Of all the recent changes or proposed changes to the fair-value rules, which are most radical in terms of altering the landscape for preparers and users of financial statements?

SHERMAN: Radical accounting is an oxymoron. But if there was something radical, it was the revision the FASB made in April, where they said you could take the change in value and separate the part that's due to credit risk from the part that's due to inactivity in the market — and the part that's due to the market you don't have to put through to income.

Also, the fair-value hierarchy with Level 1, 2 and 3 assets and liabilities — this is really a remarkable development. It's accounting, but it also is a broad business issue now in terms of what the implications are. People say things like, "From now on we're only going to take Level 1 as collateral." Investors, lenders and security analysts are making business decisions using this new vocabulary.

Which aspects of fair value have been most damaging to banks?

SHERMAN: The real damage to banks occurred when they had certain investments or commitments that were risky and that ended up working out very poorly. Disclosing it is just really telling the world exactly what happened.


But fair value is a costly compliance issue. Where it also could be costly is if you misinterpreted the standard to mean that you really have to use the most recent market price, even if the market price was less than fair value because the market was inactive or because there were distressed sales. Investors and lenders do discount Level 3 valuations to some extent, so there is a natural preference to try to avoid Level 3. That could have been damaging in that there might have been excess pressure to try to go with Level 2 valuations, which would have been lower than using Level 3. But if a market's not active, then you really shouldn't use those Level 2 values. The fair-value accounting standard indicated this from the outset.
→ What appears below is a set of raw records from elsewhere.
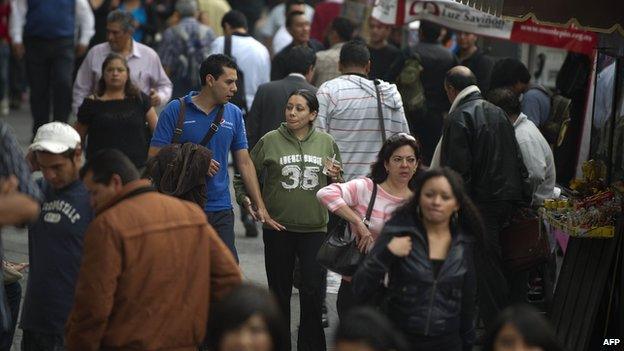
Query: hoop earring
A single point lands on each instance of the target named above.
(455, 219)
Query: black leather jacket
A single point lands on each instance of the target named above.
(480, 144)
(416, 301)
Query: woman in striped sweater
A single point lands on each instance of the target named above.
(394, 172)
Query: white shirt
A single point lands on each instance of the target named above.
(85, 22)
(146, 72)
(252, 58)
(281, 39)
(277, 18)
(538, 159)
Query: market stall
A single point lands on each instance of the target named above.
(587, 221)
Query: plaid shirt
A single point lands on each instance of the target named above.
(172, 46)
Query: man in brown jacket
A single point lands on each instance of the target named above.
(151, 266)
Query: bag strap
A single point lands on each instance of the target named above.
(227, 46)
(177, 132)
(214, 126)
(382, 127)
(371, 204)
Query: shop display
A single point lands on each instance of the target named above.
(590, 211)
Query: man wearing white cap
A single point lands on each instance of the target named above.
(55, 239)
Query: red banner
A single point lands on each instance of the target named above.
(564, 38)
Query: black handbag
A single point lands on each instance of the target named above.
(339, 252)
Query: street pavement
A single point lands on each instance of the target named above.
(250, 250)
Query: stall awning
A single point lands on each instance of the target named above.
(606, 16)
(461, 17)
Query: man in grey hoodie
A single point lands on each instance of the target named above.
(349, 111)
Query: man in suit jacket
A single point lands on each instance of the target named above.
(267, 110)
The recent proposal that would require banks to disclose a range of Level 3 fair values highlights the idea that all of these numbers are theoretical, to some extent. Does that generate a credibility problem?

 


SHERMAN: Fair-value estimates for Level 3 assets or liabilities are really just estimates. Everyone who understands accounting knows there is really a range. It's like earnings per share, which is never really a single number. It reflects a series of judgments: Will the customer pay? Will a patent really be worth it? Will a drug really have a five-year life? How long will an airplane last? Nobody really knows for sure, and with banks it's the same thing. You're basing values on assumptions about the future. So I think showing a range actually adds credibility.
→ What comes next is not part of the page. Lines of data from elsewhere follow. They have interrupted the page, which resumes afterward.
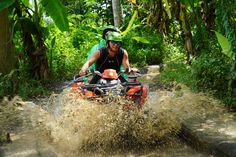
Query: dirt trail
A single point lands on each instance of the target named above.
(65, 125)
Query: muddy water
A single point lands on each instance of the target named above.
(70, 126)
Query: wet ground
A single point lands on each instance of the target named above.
(65, 125)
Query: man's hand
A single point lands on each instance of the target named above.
(82, 72)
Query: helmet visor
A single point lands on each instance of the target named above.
(116, 42)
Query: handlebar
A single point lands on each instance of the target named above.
(133, 72)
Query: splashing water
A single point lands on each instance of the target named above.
(74, 125)
(82, 125)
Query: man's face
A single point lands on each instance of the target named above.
(114, 45)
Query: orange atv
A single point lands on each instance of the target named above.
(109, 86)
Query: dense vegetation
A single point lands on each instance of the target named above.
(48, 41)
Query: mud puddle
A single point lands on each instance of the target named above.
(69, 126)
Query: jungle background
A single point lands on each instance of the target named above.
(44, 42)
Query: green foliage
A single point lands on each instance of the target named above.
(57, 12)
(5, 4)
(176, 73)
(144, 47)
(225, 45)
(210, 71)
(18, 82)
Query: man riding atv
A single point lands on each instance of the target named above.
(111, 56)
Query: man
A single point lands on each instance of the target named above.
(102, 42)
(112, 56)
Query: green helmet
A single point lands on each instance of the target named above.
(114, 36)
(107, 29)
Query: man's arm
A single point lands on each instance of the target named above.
(89, 62)
(125, 60)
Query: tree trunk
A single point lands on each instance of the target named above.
(35, 49)
(186, 31)
(117, 13)
(8, 61)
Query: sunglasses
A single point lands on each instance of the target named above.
(116, 42)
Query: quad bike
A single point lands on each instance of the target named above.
(109, 87)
The FASB is trying to decide whether deposits should be marked to market, as well. Is that feasible? Is it useful?

 


SHERMAN: When banks acquire other banks, they obviously have to assign some fair value to the demand deposits. So it is feasible. The question is, is it worth it? To me, this is all embedded in a much bigger issue, which is that of hedge accounting for derivatives. When the FASB was trying to solve that, I think they just put it aside by saying they'll solve it by having more assets and liabilities at fair value — because if you buy a derivative to hedge an asset or liability and both are at fair value, hedge accounting becomes unnecessary because it's almost always an automatic match.


Why does it make sense for banks to use fair value?

 


SHERMAN: Fair value makes sense for any business because it is more relevant than historical costs, the most common alternative. However, when I see a loan balance and a related loan-loss reserve, knowing the process that banks and their auditors go through, I like that number. I know it doesn't take interest rates into account [as a fair-value measurement would], but I like the number because it tells me how much cash they think they are likely to receive.
If a bank owns its headquarters building, knowing what the value of the building is today is more relevant than knowing what they paid for it 40 years ago and watching them depreciate it down to zero. But if fair value is more relevant than historical cost, we also need to ask: can you get a reliable number? And if you can get a reliable number, but it's so costly to estimate that number, and if the number is out of date on the next day, is it worth it to require fair-value accounting for specific assets and liabilities?


Would fair value be such a hot-button topic if the financial crisis hadn't occurred?


SHERMAN: Very simply, no. Before the crisis, if you were a bank that mostly had investments in active markets…you just used the market price as the fair value and there wasn't much to argue about. But then the financial crisis froze some of the markets, and you had fire sales or distressed-sale prices in others. That's what caused these huge reported losses. There was real decline in value, too, in things like MBS and CDOs, because there were defaults.